# Marinas have length requirements for Liveaboard?!



## TSOJOURNER (Dec 16, 1999)

A friend told me most marinas have a minimum requirments of 35' for a liveaboard vessel!? Santa Barbara, California does not either does West Marina down in Ventura. What is the policy for other marinas on the West Coast?


----------



## NCC320 (Dec 23, 2008)

I don't know about a minimum size, but about 4 years ago, I looked into live aboard slips in the SF bay area when my son took a job in that area. The idea was to beat the high cost of buying a house by purchasing a good size sailboat and keeping it in a slip as a live aboard. What we found was that most marinas in the area limited live aboards to about 10% of the slips and there was a 2-5 year waiting list typically. So in addition to size, you need to check availability.


----------



## sailortjk1 (Dec 20, 2005)

Talk (politely) with the harbor master or the port authority.
We, just last weekend, were looking at a marina with the possibility of relocating in the next couple of years. They too have a no live-aboard policy, but the bottom line was, don't advertise your intentions and we won't ask questions. You _MIGHT _find that although there is a no live-aboard policy, the policy is not enforced. I have no idea how So Cal works, this was just my personal experience from the past weekend.


----------



## camaraderie (May 22, 2002)

No length requirements for liveaboard anywhere around here either BUT...some marinas have minimum length requirements for ANY boat designed to maximize slip rental income. i.e. you may OWN a 25' boat and put it in the slip but if the minimum is 35' then you will PAY the "rent" of a 35 footer. We have a 25 foot minimum here.


----------



## capttb (Dec 13, 2003)

Dana Point has 35' requirement and additional fees, but it works as Sailortjk has said. If you are not a problem your dockmates will be happy you are there as security, become a PITA and you will have a problem.


----------



## LittleWingCA (Jul 17, 2008)

I know a few in San Diego that require 35' minimum, a working head, and weekly pump outs.
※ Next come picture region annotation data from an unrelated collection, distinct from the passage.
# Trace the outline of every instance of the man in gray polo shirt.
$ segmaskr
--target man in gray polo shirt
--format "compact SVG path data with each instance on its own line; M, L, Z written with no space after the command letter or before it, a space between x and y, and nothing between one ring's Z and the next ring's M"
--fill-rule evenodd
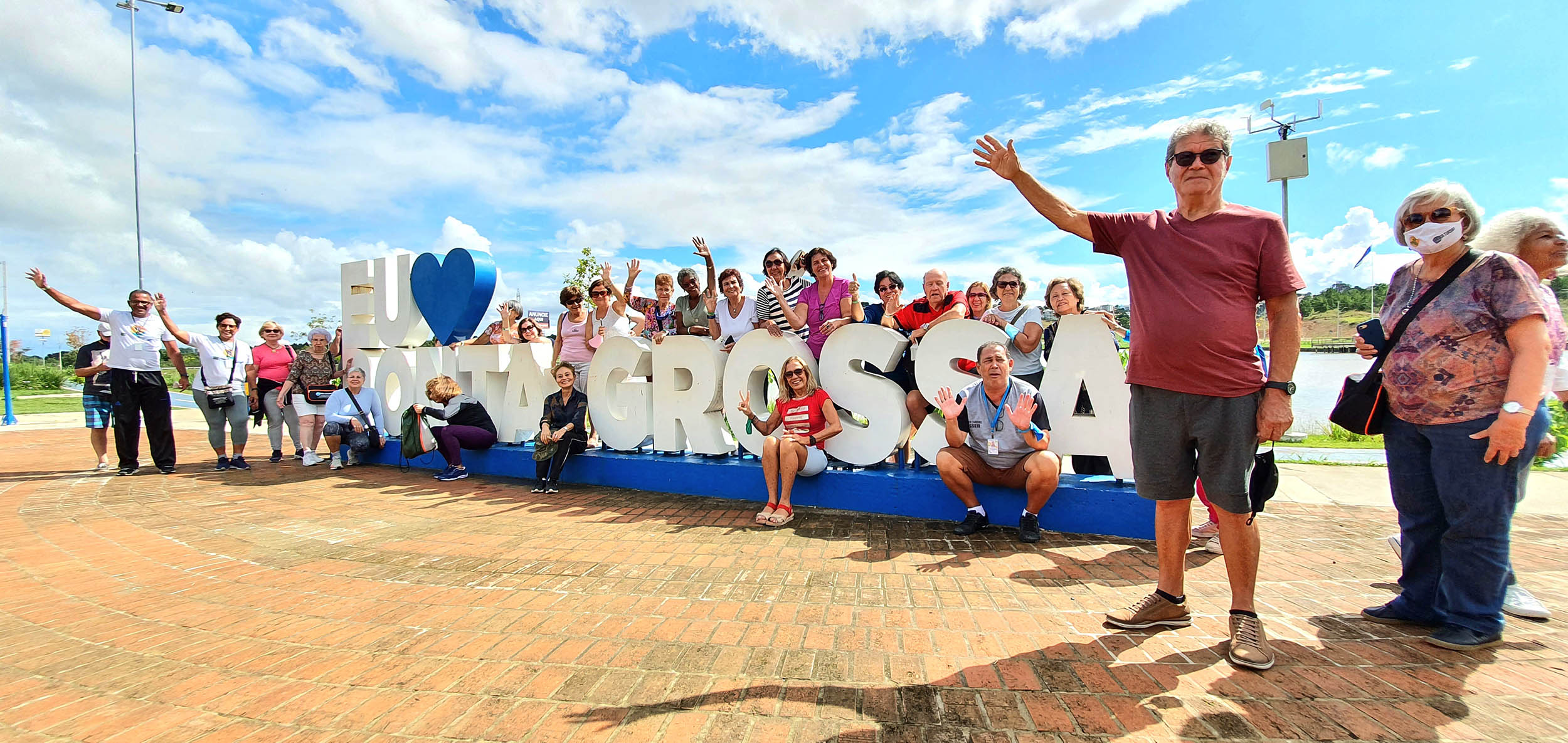
M1018 517L1018 538L1040 541L1040 509L1062 477L1062 458L1046 451L1051 420L1046 401L1032 384L1013 376L1013 356L997 342L975 353L980 379L956 397L936 390L936 406L947 419L947 447L936 453L936 472L947 489L969 508L955 535L972 535L991 524L975 497L975 483L1022 487L1029 503Z

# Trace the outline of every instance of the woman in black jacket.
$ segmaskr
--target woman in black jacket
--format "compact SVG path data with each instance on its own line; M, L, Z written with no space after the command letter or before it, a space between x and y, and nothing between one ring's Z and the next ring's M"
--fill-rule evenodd
M571 362L558 362L552 370L560 392L544 398L544 417L539 419L539 445L555 444L555 453L549 459L535 462L535 473L539 484L533 492L560 492L555 486L561 481L561 469L566 458L582 453L586 448L588 434L583 429L583 419L588 415L588 395L577 392L572 384L577 381L577 370Z
M436 475L436 480L463 480L469 470L463 467L463 450L491 448L495 444L495 423L478 400L463 393L458 381L450 376L436 376L425 382L425 397L442 408L426 408L414 403L416 415L430 415L445 420L447 425L433 428L436 450L447 458L447 469Z

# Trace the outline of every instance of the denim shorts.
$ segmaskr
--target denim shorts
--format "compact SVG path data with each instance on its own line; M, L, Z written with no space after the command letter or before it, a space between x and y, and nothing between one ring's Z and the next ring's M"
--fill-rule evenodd
M1134 384L1129 415L1138 495L1190 498L1201 478L1215 508L1251 513L1247 486L1258 455L1259 400L1262 390L1210 397Z
M88 417L88 428L108 428L114 417L114 400L108 395L82 393L82 412Z

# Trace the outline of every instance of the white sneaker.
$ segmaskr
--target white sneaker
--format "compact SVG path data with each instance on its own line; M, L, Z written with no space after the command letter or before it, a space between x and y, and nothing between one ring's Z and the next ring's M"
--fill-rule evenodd
M1502 611L1524 619L1551 619L1552 611L1527 588L1515 583L1502 594Z

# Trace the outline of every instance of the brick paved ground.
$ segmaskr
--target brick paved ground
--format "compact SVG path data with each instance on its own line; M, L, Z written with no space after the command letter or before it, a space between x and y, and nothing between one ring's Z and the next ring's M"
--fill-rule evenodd
M1262 520L1279 665L1193 627L1110 632L1148 542L629 491L530 495L390 467L60 473L80 431L0 436L0 740L1562 740L1568 635L1475 658L1352 619L1392 591L1383 508ZM209 455L210 458L210 455ZM955 506L956 509L956 506ZM1568 520L1521 517L1568 610Z

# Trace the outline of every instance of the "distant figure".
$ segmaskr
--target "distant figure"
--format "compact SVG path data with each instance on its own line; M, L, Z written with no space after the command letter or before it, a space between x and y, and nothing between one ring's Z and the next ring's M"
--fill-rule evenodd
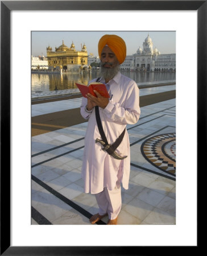
M102 76L89 83L97 81L105 84L110 99L96 90L97 97L89 93L88 98L82 98L81 113L89 121L82 177L85 192L95 194L99 207L90 222L94 224L107 214L107 225L117 225L122 206L121 183L125 189L129 188L130 171L126 127L136 123L139 118L139 89L134 81L119 72L126 55L125 42L121 38L105 35L100 40L98 48Z

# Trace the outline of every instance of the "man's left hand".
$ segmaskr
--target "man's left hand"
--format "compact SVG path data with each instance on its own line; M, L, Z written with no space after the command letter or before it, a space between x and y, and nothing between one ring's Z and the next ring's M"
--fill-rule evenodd
M94 90L93 91L97 97L94 97L90 93L88 93L87 94L88 98L89 98L91 101L92 101L97 106L100 106L102 109L105 109L106 106L108 105L109 99L108 98L105 98L105 97L102 96L96 90Z

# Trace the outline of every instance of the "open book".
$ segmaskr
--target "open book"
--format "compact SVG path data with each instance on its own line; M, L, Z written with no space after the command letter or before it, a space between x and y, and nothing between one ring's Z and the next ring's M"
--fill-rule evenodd
M80 82L76 82L76 84L85 98L86 98L85 95L87 93L90 93L93 96L97 97L93 90L97 90L102 96L105 98L110 98L106 85L100 82L92 82L89 86Z

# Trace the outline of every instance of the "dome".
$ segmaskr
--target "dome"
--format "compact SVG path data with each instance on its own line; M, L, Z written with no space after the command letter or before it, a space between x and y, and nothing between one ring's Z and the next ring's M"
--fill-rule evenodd
M144 40L144 42L150 42L151 43L152 41L152 39L151 38L150 38L149 34L148 34L147 38L146 38Z
M48 47L47 47L47 51L52 51L52 47L51 47L49 46Z
M64 51L68 49L68 47L65 46L64 43L64 41L63 40L63 44L60 46L58 48L55 47L55 49L56 51Z
M136 51L136 53L142 53L142 49L140 47L139 47L138 49Z
M157 49L156 47L155 48L155 49L154 50L154 52L155 53L156 53L156 52L158 52L158 49Z
M86 47L85 46L85 43L82 46L82 51L86 51L87 50Z

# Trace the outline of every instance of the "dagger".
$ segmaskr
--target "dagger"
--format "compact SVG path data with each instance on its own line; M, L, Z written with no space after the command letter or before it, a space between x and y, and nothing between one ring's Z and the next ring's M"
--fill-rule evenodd
M96 139L96 143L97 143L97 142L100 143L102 145L104 146L104 148L102 148L102 150L104 150L106 151L110 147L110 145L109 145L109 144L106 145L106 143L105 143L105 142L104 142L104 141L101 141L101 139L98 139L98 138ZM110 155L111 156L113 156L114 158L115 158L115 159L118 159L118 160L122 160L127 157L127 155L125 155L124 156L121 156L121 155L119 155L118 154L117 154L115 151L114 151L111 154L110 154Z

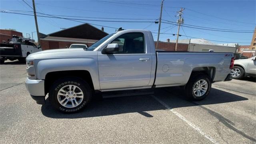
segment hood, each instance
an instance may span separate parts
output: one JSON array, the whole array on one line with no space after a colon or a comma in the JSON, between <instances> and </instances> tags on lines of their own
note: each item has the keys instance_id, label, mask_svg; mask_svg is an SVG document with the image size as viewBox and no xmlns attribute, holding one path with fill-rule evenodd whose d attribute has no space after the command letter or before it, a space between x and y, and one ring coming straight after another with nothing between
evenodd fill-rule
<instances>
[{"instance_id":1,"label":"hood","mask_svg":"<svg viewBox=\"0 0 256 144\"><path fill-rule=\"evenodd\" d=\"M97 55L98 52L88 51L82 48L64 48L43 50L30 54L28 58L44 58L58 57L73 57Z\"/></svg>"}]
</instances>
They also charge an extra monthly fee on top of normal per foot slip fees.


----------



## poopdeckpappy (Jul 25, 2006)

Dana Point, Oceanside and most all of SD has a 35-36' min. LA fees are around 350.00 over & above std slip fees


----------



## Fstbttms (Feb 25, 2003)

The San Francisco Bay Conservation and Development Commission, which is the ruling authority on liveaboards in the Bay Area has a 24' minimum. I suspect that the individual marinas may be likely to enforce their own, longer minimum length.


----------



## tommays (Sep 9, 2008)

You have to see some of the stuff that has showed up in this area

At one of the clubs there is and older person that lives on board over the summer and the boat has reached the it gets towed in and out of the slip ONCE a year


----------



## TSOJOURNER (Dec 16, 1999)

tommays said:


> You have to see some of the stuff that has showed up in this area
> 
> At one of the clubs there is and older person that lives on board over the summer and the boat has reached the it gets towed in and out of the slip ONCE a year


I apologize, but I'm getting a little pissed about this ridicules policy. I don't think that living a board a boat causes the boat to be a POS. I know may POS boats that have not been visited for 5, even 10, years!!! And if they are attempting to regulate the quality of a boat, and it's occupants, by adopting a minimum lenght policy then they are simly asking people to park a bigger POS boat in the slip!!! Many people have crossed major oceans in boats smaller that 35'. Who's it say when they get to the other side they can live a board there boat that brought them there.


----------



## danjarch (Jun 18, 2007)

Around central Florida, the usual was a 35' minimum price for live-aboards, they don't care if your trying to live on a 8' rowboat. The simplest explanation is that people who live aboard use the shore facilities a lot more then weekenders. So they charge a minimum to cover the additional cost of everything from toilet paper in the shore head to water and cleaning. Most marinas I know have a time limit, my last marina put the cut off at 11 days, more then that and you were a live-aboard. With a wink and a nudge, I was told the same as cam, don't advertise and stay somewhere else every now and then, don't cause a fuss and they would't really care how many nights a month I stayed.


----------



## Cruisingdad (Jul 21, 2006)

40 foot minimum for many marinas in S Texas. It is all over.

- CD


----------



## Janssen (Jan 27, 2009)

*Any Length goes on the Chesapeake Bay!*

At my marina near Baltimore, they allow liveaboards on any size boat. Several years ago - a fellow was living on a 25' Sailboat - even in the dead of winter!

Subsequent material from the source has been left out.